SFEBES2012 Oral Communications Young Endocrinologists prize session (8 abstracts)
1Institute of Metabolic Science, University of Cambridge, Cambridge, United Kingdom; 2Department of Endocrinology, Great Ormond Street Hospital for Children, London, United Kingdom; 3Department of Neuropsychology, Great Ormond Street Hospital for Children, London, United Kingdom; 4Department of Gastroenterology, Great Ormond Street Hospital for Children, London, United Kingdom; 5Diabetes and Inflammation Laboratory, Cambridge Institute for Medical Research, Cambridge, United Kingdom; 6Academic Unit of Child Health, University of Sheffield, Sheffield, United Kingdom; 7Department of Paediatric Endocrinology, St George's Hospital, London, United Kingdom; 8Department of Biochemistry, Univesity of Leicester, Leicester, United Kingdom; 9Dubowitz Neuromuscular Centre, Institute of Child Health, London, United Kingdom.
Introduction: Thyroid hormones act via receptors encoded by different genes (THRA and THRB) generating receptor subtypes (TRα1, TRβ1, TRβ2) with differing, tissue-specific expression. Resistance to Thyroid Hormone due to THRB defects is well recognised, but no THRA mutations have yet been reported. We describe the first case of human TRα-mediated thyroid hormone resistance due to a dominant negative THRA mutation.
Results: A 6-year-old female presented with lower segmental growth retardation (height <10th centile), skeletal dysplasia (delayed bone age, femoral epiphyseal dysgenesis, delayed fusion of cranial sutures) and severe constipation. Thyroid function tests showed low/low-normal free T4 (fT4), high/high-normal free T3 (fT3), low reverse T3 (rT3) and normal TSH resulting in a markedly subnormal fT4/fT3 ratio. Heart rate, blood pressure (BP) and basal metabolic rate (BMR) were subnormal, but serum sex hormone binding globulin concentrations (SHBG), a hepatic marker of thyroid hormone action, were elevated. Whole exome sequencing identified a heterozygous nonsense mutation (E403X) in THRA, generating a carboxyterminally truncated receptor protein which binds corepressors aberrantly and inhibits wild type receptor action in a dominant-negative manner.
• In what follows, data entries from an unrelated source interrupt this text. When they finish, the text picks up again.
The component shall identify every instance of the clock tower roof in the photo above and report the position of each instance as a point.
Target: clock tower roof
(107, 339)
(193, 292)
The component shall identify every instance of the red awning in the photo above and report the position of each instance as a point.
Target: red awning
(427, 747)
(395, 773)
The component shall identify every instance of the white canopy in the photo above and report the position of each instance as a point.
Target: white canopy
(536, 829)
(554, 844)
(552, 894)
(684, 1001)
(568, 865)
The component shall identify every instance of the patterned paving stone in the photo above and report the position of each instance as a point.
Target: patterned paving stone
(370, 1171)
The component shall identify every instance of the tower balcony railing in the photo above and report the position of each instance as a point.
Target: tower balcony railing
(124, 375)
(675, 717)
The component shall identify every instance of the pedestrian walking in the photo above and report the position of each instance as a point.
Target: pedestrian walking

Thyroxine treatment suppressed TSH and normalised BMR with a further rise in SHBG; but heart rate, BP, growth retardation and intestinal dysmotility remained refractory.
Conclusions: This patient exhibits tissue-specific hypothyroidism paradoxically associated with only borderline abnormal thyroid hormone levels, synonymous with findings in TRα mutant mice. Some parameters (TSH, SHBG) responded to thyroxine treatment, but cardiac, gastrointestinal and skeletal tissues remained refractory. Such differential tissue sensitivity to thyroid hormone action, reflects preserved hormone responsiveness in TRβ-expressing tissues (e.g. hypothalamus, pituitary and liver) but resistance in TRα-expressing tissues (skeleton, gastrointestinal tract and myocardium). Recognition of hypothyroid features, but associated with a distinctive biochemical profile (subnormal fT4/fT3 ratio, low rT3), may enable future identification of additional cases.
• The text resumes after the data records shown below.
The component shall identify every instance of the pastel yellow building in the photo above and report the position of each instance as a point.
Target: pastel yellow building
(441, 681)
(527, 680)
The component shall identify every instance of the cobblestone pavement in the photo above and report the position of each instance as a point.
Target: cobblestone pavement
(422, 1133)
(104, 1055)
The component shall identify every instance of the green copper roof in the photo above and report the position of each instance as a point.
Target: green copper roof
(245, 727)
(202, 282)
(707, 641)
Declaration of interest: There is no conflict of interest that could be perceived as prejudicing the impartiality of the research reported.
Funding: Declaration of Funding: This work was supported by The Wellcome Trust (grant numbers 082390 and 080237) and the MRC Centre for Obesity and Related Metabolic Disease, the Great Ormond St Childrens Charity and the National Institutes of Health Research Cambridge Biomedical Research Centre.